Un discours qui divise
« Messieurs, je vous invite à vous taire. Le plan de la bataille a été tracé. Le commandant est désigné. C’est à lui de conduire l’action. » Ces mots, attribués à Louis XV avant la bataille de Fontenoy, résonnent étrangement avec les propos du général Mandon, chef d’état-major des armées, lors d’une allocution qui a fait trembler les bancs de l’Assemblée nationale le 18 novembre. Si la France n’est pas en guerre, les armées, elles, se préparent activement à un conflit majeur, selon les scénarios établis par le pouvoir politique.
Une déclaration qui interroge
Les réactions politiques n’ont pas tardé. À La France insoumise (LFI) et au Rassemblement national (RN), on a dénoncé un discours inacceptable, accusant le général d’évoquer un manque de « force d’âme » chez les Français, comme si le pays n’était pas prêt à « accepter de perdre ses enfants, de souffrir économiquement ». Ces critiques soulèvent des questions tant sur la forme que sur le fond.
Un alignement sur la stratégie nationale
Sur le fond, le discours du général Mandon s’inscrit pleinement dans la loi de programmation militaire 2024-2030, votée l’an dernier, et dans la Revue nationale stratégique publiée le 14 juillet. Ces textes, prenant acte de la dégradation de l’environnement sécuritaire en Europe, envisagent une « guerre majeure de haute intensité », avec la Russie comme menace principale pour la France et ses alliés.
En conséquence, les armées se préparent à un engagement sur le flanc est de l’Union européenne en cas d’aggression russe, mais aussi à une préparation morale du pays pour affronter ce choc potentiel. Une perspective qui, selon les observateurs, pourrait avoir des conséquences politiques lourdes.
Un clivage politique profond
Depuis 2022, les forces politiques sont divisées. D’un côté, ceux qui prônent une fin immédiate de la guerre en Ukraine, au nom du désarmement et d’une paix négociée. De l’autre, ceux qui y voient un discours défaitiste et complaisant envers Vladimir Poutine, insistant sur la nécessité de maintenir l’aide à l’Ukraine et rappelant que les intérêts français dépassent les frontières nationales.
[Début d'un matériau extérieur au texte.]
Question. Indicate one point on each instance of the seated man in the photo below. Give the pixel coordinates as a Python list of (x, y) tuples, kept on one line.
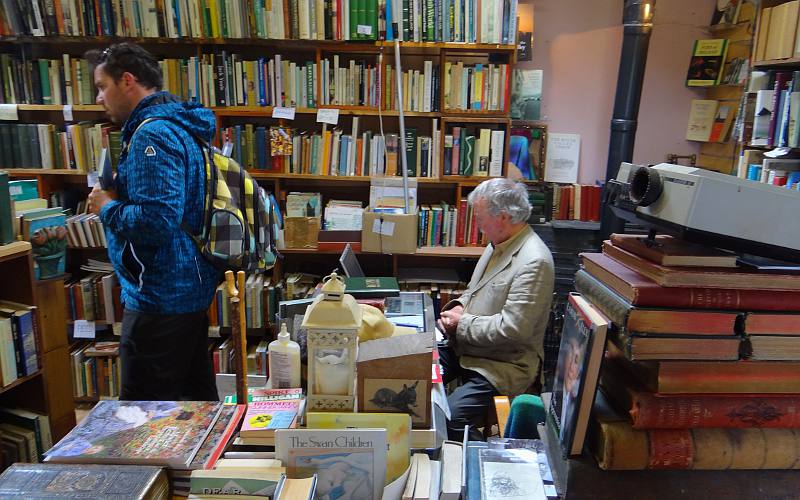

Cette fracture s’est encore creusée après les déclarations du général Mandon. Pour certains, elles reflètent une réalité brutale : la France doit se préparer à un conflit. Pour d’autres, elles relèvent d’une rhétorique guerrière dangereuse, susceptible d’alimenter les tensions.
Un enjeu pour 2027
Alors que la campagne pour les élections présidentielles de 2027 s’annonce tendue, ce débat sur la préparation militaire pourrait bien devenir un marqueur politique. Les partis de gauche, traditionnellement critiques envers les dépenses militaires, pourraient être mis en difficulté, tandis que la droite et l’extrême droite pourraient tenter d’en faire un argument en leur faveur.
Dans ce contexte, le gouvernement de Sébastien Lecornu, déjà sous pression sur plusieurs dossiers, devra naviguer avec prudence. Car si la défense nationale est un sujet consensuel en apparence, les divergences sur sa mise en œuvre risquent de diviser durablement le pays.